Nov 13, 2017

Five Questions for Good: Philanthropic Spotlight with Verdun Perry

In this edition of Five Questions for Good, Amy Stursberg, Executive Director of the Blackstone Charitable Foundation sat down with Verdun Perry, SMD and Co-head of Strategic Partners, to discuss giving back, mentorship, and how and when to start giving.

Vern Perry

Amy Stursberg:  You’ve been an incredible champion of philanthropy here at Blackstone, and outside of the firm.  How do you incorporate philanthropy, and giving back, in to your everyday life?

Verdun Perry: To date, all of the organizations I have gotten most involved with are ones that have touched me personally in some way, shape or form – be it an educational program or organization I benefited from, or an organization that supports a cause that has impacted my loved ones.  For these organizations – SEO Scholars, Morehouse College, Cycle for Survival, Toigo – the mission of the organization must run through my life, and become part of the fabric of who I am.  Especially as a father, it’s important to find ways to bring my daughter into these organizations so she grows up in a culture of giving.  I try to contribute more than just a check, and work to help raise awareness about the work and cause.  If you get to know me, you're going to hear about these organizations without a doubt.

AS:  You mentioned Cycle for Survival, which thanks to you has really become a flagship fundraiser within Blackstone.  Tell me more about your role at the organization. 

VP: When Strategic Partners was first acquired, I came to meet with you and the Foundation team to see if Blackstone could support Cycle for Survival.  The founders of Cycle for Survival were business school classmates of mine, and I wanted to support their fledgling organization. Blackstone began to support it with just two bikes, and our support has grown exponentially ever since.  We now have over 100 employees ride annually, and have raised over $600,000 for rare cancer research.  On a personal note, the organization has become even more important to me in recent years as I lost my sister to a rare cancer in 2010, so now I ride every year in her honor.

AS: Education seems to be another key piece of your philanthropy.  Why is educational access an important issue area for you?

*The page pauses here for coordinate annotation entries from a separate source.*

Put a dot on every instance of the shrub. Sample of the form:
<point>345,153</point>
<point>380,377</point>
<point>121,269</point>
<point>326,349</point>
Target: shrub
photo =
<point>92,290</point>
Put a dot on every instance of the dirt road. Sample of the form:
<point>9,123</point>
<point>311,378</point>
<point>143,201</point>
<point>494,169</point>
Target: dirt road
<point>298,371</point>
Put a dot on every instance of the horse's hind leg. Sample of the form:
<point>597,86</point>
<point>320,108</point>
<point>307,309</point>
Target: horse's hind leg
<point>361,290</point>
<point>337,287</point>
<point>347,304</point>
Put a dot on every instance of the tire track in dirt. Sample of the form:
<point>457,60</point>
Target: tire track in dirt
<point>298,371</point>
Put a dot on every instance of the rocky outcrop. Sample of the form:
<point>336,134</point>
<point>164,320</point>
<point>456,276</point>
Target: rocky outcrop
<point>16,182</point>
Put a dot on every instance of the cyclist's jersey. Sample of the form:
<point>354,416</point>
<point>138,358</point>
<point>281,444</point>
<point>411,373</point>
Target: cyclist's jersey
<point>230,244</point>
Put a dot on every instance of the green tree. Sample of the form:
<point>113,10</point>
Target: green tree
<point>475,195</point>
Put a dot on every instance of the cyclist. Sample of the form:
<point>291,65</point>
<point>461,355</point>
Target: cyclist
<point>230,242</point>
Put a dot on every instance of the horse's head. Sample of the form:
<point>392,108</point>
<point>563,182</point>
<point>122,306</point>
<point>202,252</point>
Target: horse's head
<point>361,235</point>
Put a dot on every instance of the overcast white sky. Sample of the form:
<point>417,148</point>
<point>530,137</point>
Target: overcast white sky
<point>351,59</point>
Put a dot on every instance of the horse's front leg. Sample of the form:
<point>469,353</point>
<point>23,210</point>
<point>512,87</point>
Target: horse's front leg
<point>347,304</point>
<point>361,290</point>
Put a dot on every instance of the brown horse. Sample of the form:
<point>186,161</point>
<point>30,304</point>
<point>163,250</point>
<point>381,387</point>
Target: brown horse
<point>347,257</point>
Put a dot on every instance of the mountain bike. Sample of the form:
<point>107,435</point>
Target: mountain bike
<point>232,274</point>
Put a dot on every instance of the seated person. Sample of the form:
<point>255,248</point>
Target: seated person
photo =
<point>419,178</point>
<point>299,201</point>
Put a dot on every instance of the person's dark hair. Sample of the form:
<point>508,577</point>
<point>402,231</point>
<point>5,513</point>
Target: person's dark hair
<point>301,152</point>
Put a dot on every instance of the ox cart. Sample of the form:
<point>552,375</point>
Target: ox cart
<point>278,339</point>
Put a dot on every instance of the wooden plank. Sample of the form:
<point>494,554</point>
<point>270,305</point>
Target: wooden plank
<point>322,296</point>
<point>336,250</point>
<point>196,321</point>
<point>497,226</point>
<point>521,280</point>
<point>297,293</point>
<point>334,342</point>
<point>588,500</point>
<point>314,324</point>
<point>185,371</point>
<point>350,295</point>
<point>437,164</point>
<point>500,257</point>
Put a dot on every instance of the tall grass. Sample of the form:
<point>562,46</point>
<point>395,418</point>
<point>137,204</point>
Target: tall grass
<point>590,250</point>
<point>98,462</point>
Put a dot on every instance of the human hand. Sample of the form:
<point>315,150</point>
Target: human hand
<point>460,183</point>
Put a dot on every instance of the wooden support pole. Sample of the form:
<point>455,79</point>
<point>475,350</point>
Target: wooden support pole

VP: When reflecting on my career, I often think how fortunate I’ve been to receive the opportunities, exposure and education to get me where I am today.  I grew up in West Philadelphia, and many of my friends growing up did not have those same opportunities, and haven’t had the same success.   So now, through much of my philanthropy, I try to see how I can change opportunities and trajectories for children from underserved communities.  It’s why I’ve gotten so involved with SEO Scholars, which helps New York City high school students, many from disadvantaged neighborhoods, get to and through college.  I serve as a board member, and also have worked to champion the organization here at Blackstone.  I’m pleased to say that Blackstone now actively recruits through the SEO pipeline, and we now have 25 Blackstone employees serving as SEO Mentors this semester.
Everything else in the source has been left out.